This is the problem with LLM researchers all but giving up on the problem of ins...

codeulike · 2024-11-22T12:24:53 1732278293

Here's an article where they teach an LLM Othello and then probe its internal state to assess whether it is 'modelling' the Othello board internally

https://thegradient.pub/othello/

Associated paper: https://arxiv.org/abs/2210.13382

mattmcknight · 2024-11-22T12:58:08 1732280288

It's weird because it is not a black box at the lowest level, we can see exactly what all of the weights are doing. It's just too complex for us to understand it.

What is difficult is finding some intermediate pattern in between there which we can label with an abstraction that is compatible with human understanding. It may not exist. For example, it may be more like how our brain works to produce language than it is like a logical rule based system. We occasionally say the wrong word, skip a word, spell things wrong...violate the rules of grammar.

The inputs and outputs of the model are human language, so at least there we know the system as a black box can be characterized, if not understood.

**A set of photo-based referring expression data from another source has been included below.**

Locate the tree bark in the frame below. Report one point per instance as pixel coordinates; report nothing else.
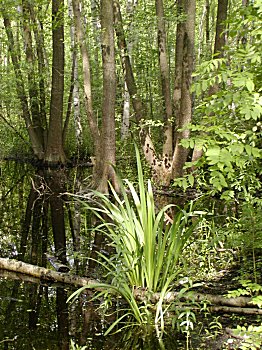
(165, 80)
(220, 38)
(36, 143)
(103, 170)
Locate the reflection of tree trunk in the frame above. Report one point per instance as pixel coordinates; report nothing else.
(62, 318)
(36, 230)
(55, 181)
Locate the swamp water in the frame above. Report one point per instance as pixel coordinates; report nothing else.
(37, 316)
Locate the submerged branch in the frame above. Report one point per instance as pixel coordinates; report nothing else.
(218, 303)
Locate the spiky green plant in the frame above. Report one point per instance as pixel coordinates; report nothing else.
(147, 249)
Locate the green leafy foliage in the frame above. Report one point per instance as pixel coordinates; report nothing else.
(147, 250)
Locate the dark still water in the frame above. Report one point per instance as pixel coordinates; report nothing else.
(36, 316)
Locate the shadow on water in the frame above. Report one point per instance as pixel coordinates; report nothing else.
(37, 316)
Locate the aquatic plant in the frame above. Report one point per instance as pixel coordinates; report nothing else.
(147, 249)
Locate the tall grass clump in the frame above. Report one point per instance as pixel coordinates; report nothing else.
(147, 249)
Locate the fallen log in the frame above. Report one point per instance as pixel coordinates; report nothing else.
(44, 274)
(221, 303)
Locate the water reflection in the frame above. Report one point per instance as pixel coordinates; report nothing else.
(36, 316)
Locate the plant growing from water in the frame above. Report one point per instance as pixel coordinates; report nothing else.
(147, 249)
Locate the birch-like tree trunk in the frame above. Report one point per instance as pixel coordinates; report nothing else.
(130, 7)
(184, 112)
(165, 80)
(54, 149)
(108, 145)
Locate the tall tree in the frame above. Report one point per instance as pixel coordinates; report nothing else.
(104, 139)
(184, 115)
(54, 150)
(165, 168)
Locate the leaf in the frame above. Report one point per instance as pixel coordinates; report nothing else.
(250, 85)
(191, 180)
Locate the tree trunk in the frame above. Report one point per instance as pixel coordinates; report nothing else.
(86, 75)
(220, 38)
(54, 150)
(36, 143)
(106, 158)
(185, 108)
(165, 80)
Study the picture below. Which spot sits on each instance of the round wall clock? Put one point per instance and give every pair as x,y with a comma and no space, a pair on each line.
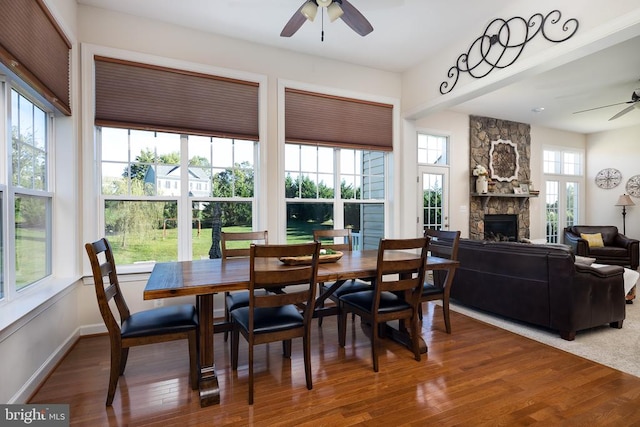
608,178
633,186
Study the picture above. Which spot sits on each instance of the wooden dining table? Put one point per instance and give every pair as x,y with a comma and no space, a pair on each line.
205,278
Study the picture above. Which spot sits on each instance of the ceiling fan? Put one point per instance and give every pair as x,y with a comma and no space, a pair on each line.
635,103
335,9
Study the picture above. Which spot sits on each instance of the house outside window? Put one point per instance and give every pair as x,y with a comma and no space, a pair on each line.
147,220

_heimdall · 2024-11-22T14:09:29 1732284569

> The inputs and outputs of the model are human language, so at least there we know the system as a black box can be characterized, if not understood.

This is actually where the AI safety debates tend to lose. From where I sit we can't characterize the black box itself, we can only characterize the outputs themselves.

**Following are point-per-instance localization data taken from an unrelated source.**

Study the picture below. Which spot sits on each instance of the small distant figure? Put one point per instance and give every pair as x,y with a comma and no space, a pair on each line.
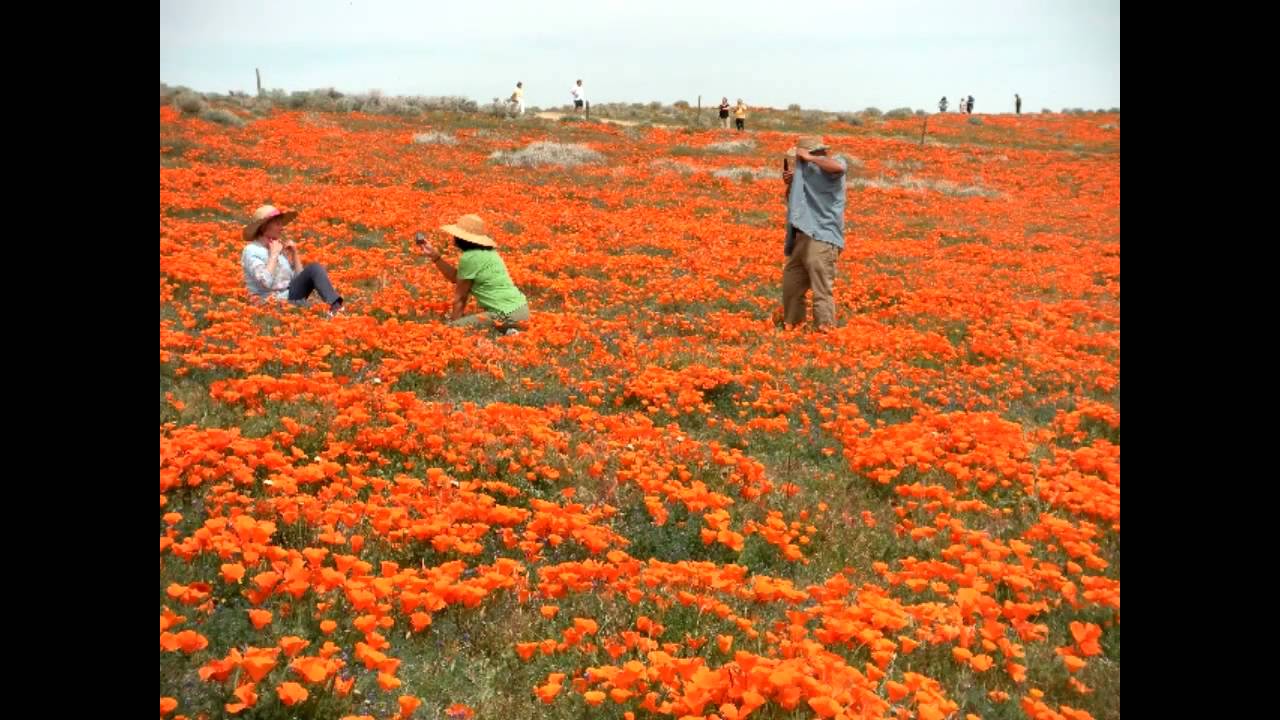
517,98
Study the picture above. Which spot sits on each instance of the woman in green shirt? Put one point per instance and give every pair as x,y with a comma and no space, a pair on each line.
481,273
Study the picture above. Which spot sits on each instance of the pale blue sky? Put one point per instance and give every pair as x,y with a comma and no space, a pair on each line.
833,55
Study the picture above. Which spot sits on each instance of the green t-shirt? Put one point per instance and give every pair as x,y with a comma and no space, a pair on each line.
490,285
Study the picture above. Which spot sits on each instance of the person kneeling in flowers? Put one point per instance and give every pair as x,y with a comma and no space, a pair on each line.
481,273
273,267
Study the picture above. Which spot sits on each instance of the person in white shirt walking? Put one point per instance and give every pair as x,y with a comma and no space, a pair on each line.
517,98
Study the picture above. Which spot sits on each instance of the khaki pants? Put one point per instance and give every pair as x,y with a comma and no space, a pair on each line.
810,265
493,319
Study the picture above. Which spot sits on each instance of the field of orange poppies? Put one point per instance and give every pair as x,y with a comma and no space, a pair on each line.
653,502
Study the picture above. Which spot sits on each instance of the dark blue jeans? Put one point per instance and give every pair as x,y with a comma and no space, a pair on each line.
314,277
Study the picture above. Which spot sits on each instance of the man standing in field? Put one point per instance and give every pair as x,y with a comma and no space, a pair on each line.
816,231
517,98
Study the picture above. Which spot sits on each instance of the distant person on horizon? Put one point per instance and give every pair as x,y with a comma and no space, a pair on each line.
517,98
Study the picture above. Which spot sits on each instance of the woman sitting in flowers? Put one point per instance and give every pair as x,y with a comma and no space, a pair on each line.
481,273
273,267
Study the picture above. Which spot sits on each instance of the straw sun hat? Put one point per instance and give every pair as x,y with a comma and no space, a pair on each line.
471,229
265,214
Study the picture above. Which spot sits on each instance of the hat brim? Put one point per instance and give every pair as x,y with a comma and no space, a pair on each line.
251,229
469,236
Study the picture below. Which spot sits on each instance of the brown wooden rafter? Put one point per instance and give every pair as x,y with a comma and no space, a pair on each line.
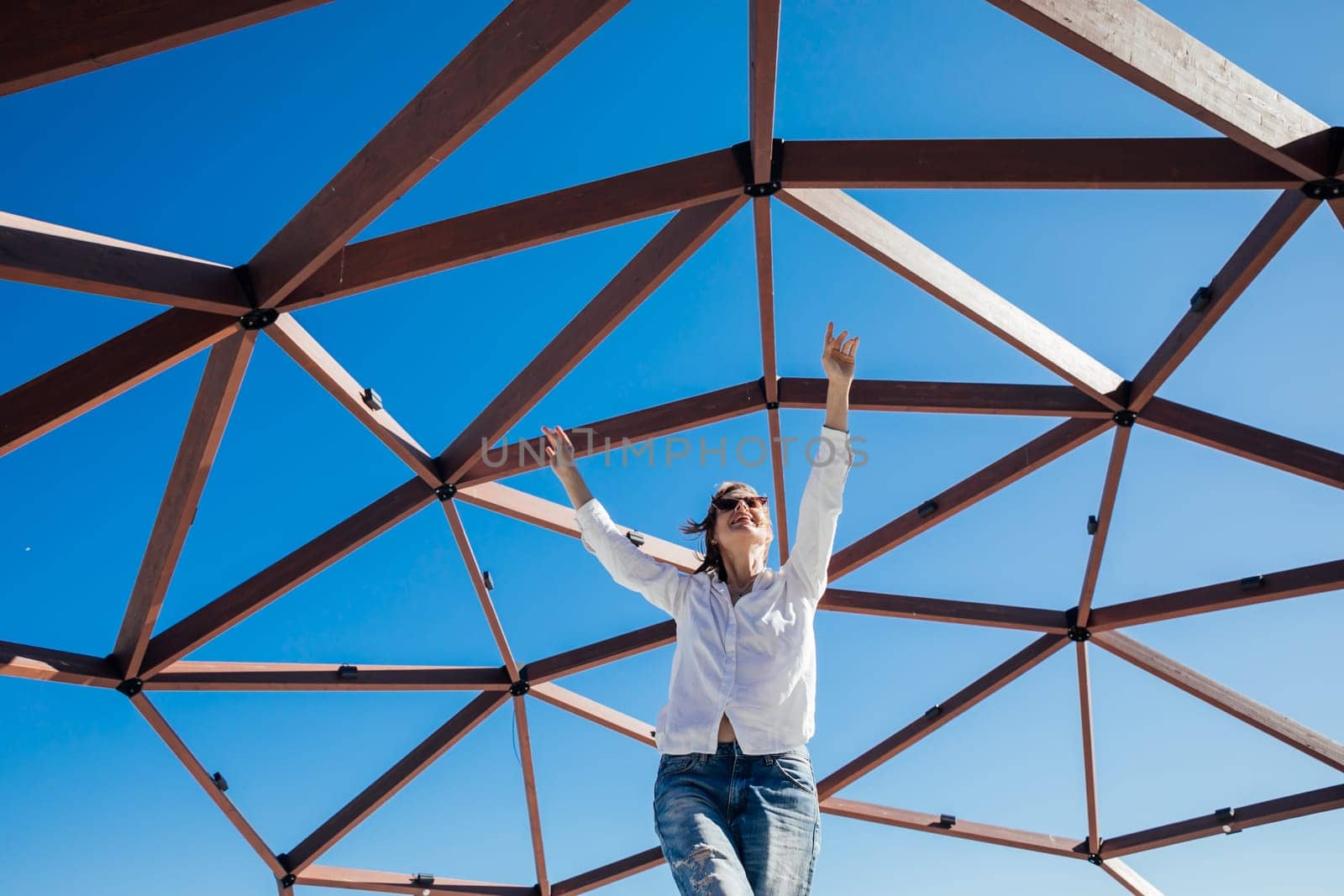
649,268
1005,470
401,774
104,372
1225,595
523,42
891,248
1269,144
34,251
1241,819
46,42
210,412
1256,715
206,781
1283,219
1151,53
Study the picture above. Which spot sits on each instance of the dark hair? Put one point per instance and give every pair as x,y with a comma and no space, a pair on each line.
711,559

More specifically, we can decide what we think the quality of the output for the given input and we can attempt to infer what might have happened in between. We really have no idea what happened in between, and though many of the "doomers" raise concerns that seem far fetched, we have absolutely no way of understanding whether they are completely off base or raising concerns of a system that just hasn't shown problems in the input/output pairs yet.

raincole · 2024-11-22T16:32:04 1732293124

> we have absolutely no way to know

To me, this means that it absolutely doesn't matter whether LLM does reason or not.

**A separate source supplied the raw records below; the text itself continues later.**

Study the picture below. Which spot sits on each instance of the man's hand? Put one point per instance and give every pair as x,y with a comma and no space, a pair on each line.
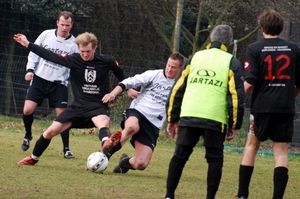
133,94
29,76
230,134
21,39
108,98
172,129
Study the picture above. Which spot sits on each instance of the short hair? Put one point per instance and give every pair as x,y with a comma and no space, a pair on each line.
86,38
66,15
177,56
222,34
271,22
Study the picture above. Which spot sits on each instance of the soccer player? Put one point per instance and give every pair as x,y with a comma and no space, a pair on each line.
145,116
90,82
47,79
206,100
272,73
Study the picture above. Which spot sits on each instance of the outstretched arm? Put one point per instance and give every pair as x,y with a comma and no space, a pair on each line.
21,39
62,59
112,95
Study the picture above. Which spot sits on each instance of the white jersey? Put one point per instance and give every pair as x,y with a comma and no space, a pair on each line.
45,69
155,89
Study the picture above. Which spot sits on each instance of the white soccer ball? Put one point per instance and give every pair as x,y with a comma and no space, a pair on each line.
97,162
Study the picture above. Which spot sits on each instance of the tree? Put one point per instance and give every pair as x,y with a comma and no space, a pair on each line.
241,15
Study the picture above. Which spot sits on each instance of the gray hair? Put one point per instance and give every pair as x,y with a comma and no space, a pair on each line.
222,34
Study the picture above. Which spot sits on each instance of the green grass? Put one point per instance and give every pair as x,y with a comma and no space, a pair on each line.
56,177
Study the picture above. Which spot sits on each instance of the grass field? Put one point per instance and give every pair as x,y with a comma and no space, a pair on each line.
59,178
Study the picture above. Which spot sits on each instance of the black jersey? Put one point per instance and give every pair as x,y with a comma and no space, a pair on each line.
272,66
89,79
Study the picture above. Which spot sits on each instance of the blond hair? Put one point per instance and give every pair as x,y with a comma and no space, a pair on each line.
85,38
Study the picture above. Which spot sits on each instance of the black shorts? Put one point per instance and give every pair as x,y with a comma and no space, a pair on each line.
40,89
277,127
148,133
81,117
191,135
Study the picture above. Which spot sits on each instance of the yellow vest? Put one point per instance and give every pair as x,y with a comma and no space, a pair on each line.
207,86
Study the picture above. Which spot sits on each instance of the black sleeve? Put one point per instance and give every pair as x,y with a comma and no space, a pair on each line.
62,59
235,95
119,73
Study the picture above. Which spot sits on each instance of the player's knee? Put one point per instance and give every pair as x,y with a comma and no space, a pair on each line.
214,154
183,152
140,164
131,129
27,111
50,133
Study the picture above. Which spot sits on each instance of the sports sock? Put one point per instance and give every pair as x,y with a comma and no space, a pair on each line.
126,164
174,174
245,173
40,146
28,120
65,139
114,149
280,180
214,175
104,132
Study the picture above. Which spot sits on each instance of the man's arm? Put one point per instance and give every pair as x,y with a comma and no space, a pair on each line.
297,92
248,88
112,95
62,59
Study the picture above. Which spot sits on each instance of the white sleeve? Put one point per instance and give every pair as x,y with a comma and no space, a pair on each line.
33,59
139,80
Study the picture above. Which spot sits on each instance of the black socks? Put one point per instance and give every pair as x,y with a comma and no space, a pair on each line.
40,146
28,120
245,174
280,180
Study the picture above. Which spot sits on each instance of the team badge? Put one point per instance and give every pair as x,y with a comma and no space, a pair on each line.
247,65
63,55
90,75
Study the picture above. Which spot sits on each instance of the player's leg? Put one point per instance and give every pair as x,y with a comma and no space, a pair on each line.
58,99
29,107
65,137
280,177
213,142
143,138
34,97
282,134
248,160
186,140
115,142
130,126
44,141
139,161
107,140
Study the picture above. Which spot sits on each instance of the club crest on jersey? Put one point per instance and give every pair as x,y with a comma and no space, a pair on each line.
90,75
247,65
63,55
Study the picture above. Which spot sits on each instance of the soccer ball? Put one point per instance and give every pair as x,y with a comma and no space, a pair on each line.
97,162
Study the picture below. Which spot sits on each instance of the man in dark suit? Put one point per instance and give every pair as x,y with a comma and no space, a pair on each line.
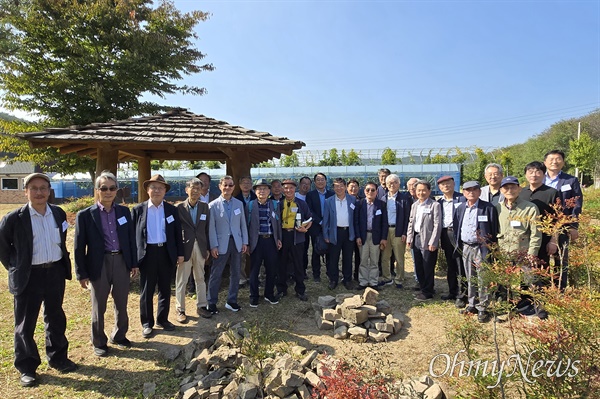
571,196
33,250
315,200
370,220
264,241
245,195
159,250
105,256
397,213
450,201
476,227
338,231
194,217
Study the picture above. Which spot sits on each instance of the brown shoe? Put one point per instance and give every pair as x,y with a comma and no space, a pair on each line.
203,312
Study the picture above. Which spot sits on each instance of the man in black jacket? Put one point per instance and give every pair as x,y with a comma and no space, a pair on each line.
33,250
105,256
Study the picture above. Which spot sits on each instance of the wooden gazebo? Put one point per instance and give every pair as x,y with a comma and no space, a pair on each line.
174,135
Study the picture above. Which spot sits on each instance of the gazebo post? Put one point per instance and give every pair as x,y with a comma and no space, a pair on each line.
107,159
238,166
144,171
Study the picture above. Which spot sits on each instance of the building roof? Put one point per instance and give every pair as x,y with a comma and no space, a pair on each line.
174,135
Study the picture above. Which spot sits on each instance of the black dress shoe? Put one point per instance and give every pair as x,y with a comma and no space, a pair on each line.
27,380
167,326
64,367
101,351
122,343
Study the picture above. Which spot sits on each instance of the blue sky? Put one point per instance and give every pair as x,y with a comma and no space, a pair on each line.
403,74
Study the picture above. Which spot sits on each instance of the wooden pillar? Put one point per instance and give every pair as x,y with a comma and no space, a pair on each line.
144,171
107,159
238,166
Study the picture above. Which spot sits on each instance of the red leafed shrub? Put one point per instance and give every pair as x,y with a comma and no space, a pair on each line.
342,381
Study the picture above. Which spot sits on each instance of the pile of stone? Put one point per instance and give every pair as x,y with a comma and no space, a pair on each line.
220,370
357,317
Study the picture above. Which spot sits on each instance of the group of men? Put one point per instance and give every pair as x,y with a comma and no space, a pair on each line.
272,223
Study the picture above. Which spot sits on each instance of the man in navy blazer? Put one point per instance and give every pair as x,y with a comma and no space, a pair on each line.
105,256
159,250
450,201
370,220
571,196
315,200
476,227
33,250
338,231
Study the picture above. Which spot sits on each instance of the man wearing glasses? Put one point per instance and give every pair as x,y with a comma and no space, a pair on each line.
159,249
105,257
194,217
228,238
33,250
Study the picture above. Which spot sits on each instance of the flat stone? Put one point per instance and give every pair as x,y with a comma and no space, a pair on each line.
324,324
341,333
308,359
370,296
383,306
434,392
360,331
326,301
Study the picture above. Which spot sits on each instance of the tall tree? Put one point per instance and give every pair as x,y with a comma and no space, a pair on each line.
388,156
80,62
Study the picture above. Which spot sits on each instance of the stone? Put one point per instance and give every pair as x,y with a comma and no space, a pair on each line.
149,389
433,392
190,393
352,302
308,359
298,350
370,296
330,314
340,298
378,336
355,316
304,392
324,324
384,327
383,306
247,391
326,301
341,332
312,379
360,331
370,308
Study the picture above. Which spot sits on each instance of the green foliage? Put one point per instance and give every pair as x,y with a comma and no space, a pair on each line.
80,62
583,153
388,157
74,205
290,161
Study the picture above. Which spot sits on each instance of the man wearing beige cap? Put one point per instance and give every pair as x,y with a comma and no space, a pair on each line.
33,250
159,250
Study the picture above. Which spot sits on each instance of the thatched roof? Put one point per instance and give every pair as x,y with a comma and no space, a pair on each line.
174,135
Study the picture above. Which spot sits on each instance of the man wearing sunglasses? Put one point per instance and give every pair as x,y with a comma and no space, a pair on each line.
33,250
105,257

_heimdall · 2024-11-22T16:40:41 1732293641

It might if AI/LLM safety is a concern. We can't begin to really judge safety without understanding how they work internally.

lukeschlather · 2024-11-22T13:35:06 1732282506

> (a) the LLM does reason through the rules and understands what moves are legal or (b) was trained on a large set of legal moves and therefore only learned to make legal moves.

How can you learn to make legal moves without understanding what moves are legal?

_heimdall · 2024-11-22T14:06:20 1732284380

I'm spit balling here so definitely take this with a grain of salt.

If I only see legal moves, I may not think outside the box come up with moves other than what I already saw. Humans run into this all the time, we see things done a certain and effectively learn that that's just how to do it and we don't innovate.

Said differently, if the generative AI isn't actually being generative at all, meaning its just predicting based on the training set, it could be providing only legal moves without ever learning or understanding the rules of the game.

ramraj07 · 2024-11-22T14:13:32 1732284812

I think they’ll acknowledge these models are truly intelligent only when the LLMs also irrationally go circles around logic to insist LLMs are statistical parrots.

_heimdall · 2024-11-22T14:59:12 1732287552

Acknowledging an LLM is intelligent requires a general agreement of what intelligence is and how to measure it. I'd also argue that it requires a way of understanding how an LLM comes to its answer rather than just inputs and outputs.

To me that doesn't seem unreasonable and has nothing to do with irrationally going in circles, curious if you disagree though.

Retric · 2024-11-22T15:43:37 1732290217

Humans judge if other humans are intelligent without going into philosophical circles.

How well they learn completely novel tasks (fail in conversation, pass with training). How well they do complex tasks (debated just look at this thread). How generally knowledgeable they are (pass). How often they do non sensical things (fail).

So IMO it really comes down if you’re judging by peak performances or minimum standards. If I had an employee that preformed as well as an LLM I’d call them an idiot because they needed constant supervision for even trivial tasks, but that’s not the standard everyone is using.

_heimdall · 2024-11-22T16:49:24 1732294164

> Humans judge if other humans are intelligent without going into philosophical circles

That's totally fair. I expect that to continue to work well when kept in the context of something/someone else that is roughly as intelligent as you are. Bonus points for the fact that one human understands what it means to be human and we all have roughly similar experiences of reality.

I'm not so sure if that kind of judging intelligence by feel works when you are judging something that is (a) totally different from your or (b) massively more (or less) intelligent than you are.

For example, I could see something much smarter than me as acting irrationally when in reality they may be working with a much larger or complex set of facts and context that don't make sense to me.